Audio & Speech

T5Gemma-TTS Technical Report

New TTS model beats XTTSv2 in speaker similarity and handles unseen languages like Korean.

Deep Dive

Researchers Chihiro Arata and Kiyoshi Kurihara have introduced T5Gemma-TTS, a novel text-to-speech model that tackles a key weakness in current voice cloning systems. While autoregressive models are powerful, their decoder-only architecture forces input text to compete with the generated audio for positional context, weakening text conditioning over long sentences. T5Gemma-TTS solves this by using a 4-billion-parameter encoder-decoder backbone (2B encoder + 2B decoder) based on the T5Gemma model. This architecture allows persistent text conditioning by routing bidirectional text representations through cross-attention at every decoder layer, processing text directly at the subword level without needing phoneme conversion.

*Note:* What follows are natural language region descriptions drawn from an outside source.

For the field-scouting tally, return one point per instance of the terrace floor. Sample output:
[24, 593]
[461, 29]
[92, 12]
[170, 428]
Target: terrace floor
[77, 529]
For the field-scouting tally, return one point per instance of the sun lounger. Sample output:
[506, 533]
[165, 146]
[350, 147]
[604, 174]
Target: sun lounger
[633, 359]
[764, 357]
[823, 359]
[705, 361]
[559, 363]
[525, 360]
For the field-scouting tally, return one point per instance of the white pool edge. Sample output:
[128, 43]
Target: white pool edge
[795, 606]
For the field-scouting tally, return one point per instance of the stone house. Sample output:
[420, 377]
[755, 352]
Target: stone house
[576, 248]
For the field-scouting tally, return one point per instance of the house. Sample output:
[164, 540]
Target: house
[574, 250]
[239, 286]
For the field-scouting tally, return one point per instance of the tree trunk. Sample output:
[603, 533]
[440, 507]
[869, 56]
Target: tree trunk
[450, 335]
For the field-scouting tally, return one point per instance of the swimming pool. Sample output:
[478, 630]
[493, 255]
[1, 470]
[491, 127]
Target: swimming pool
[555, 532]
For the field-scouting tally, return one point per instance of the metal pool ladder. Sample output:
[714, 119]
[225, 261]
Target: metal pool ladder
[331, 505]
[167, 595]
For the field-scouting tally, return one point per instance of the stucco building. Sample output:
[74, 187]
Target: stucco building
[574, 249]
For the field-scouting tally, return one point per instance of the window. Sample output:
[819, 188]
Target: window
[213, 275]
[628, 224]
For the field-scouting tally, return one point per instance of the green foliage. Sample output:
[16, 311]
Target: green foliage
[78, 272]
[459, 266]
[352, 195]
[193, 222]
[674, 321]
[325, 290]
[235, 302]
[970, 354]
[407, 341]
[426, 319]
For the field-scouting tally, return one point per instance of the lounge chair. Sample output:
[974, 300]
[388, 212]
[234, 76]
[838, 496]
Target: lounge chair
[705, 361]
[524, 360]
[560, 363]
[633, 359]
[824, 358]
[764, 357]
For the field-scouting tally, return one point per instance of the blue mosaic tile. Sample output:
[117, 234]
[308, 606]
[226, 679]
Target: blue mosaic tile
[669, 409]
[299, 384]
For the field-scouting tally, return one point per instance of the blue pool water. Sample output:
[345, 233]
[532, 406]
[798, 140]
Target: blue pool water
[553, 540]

A key innovation is the Progress-Monitoring Rotary Position Embedding (PM-RoPE), injected into all 26 cross-attention layers. This gives the decoder a normalized progress signal to better track target speech length, dramatically improving duration control. Trained on a massive 170,000-hour multilingual dataset (English, Chinese, Japanese), the model achieves a statistically significant speaker-similarity gain over XTTSv2 on Japanese (0.677 vs. 0.622). Remarkably, it also shows the highest numerical similarity for Korean (0.747), a language not included in its training, though this margin over XTTSv2 is not statistically conclusive. The model's reliance on PM-RoPE is stark: disabling it at inference causes near-total synthesis failure, with character error rate degrading from 0.129 to 0.982.

Key Points
  • Uses a 4B parameter T5Gemma encoder-decoder backbone for persistent text conditioning, avoiding the long-context weakness of decoder-only models.
  • Introduces PM-RoPE for duration control; disabling it crashes performance (CER jumps from 0.129 to 0.982).
  • Trained on 170K hours of speech, it beats XTTSv2 on Japanese similarity and shows strong zero-shot ability on unseen Korean.

Why It Matters

Enables more accurate, long-form voice cloning for professional dubbing, audiobooks, and assistive tech, with robust multilingual support.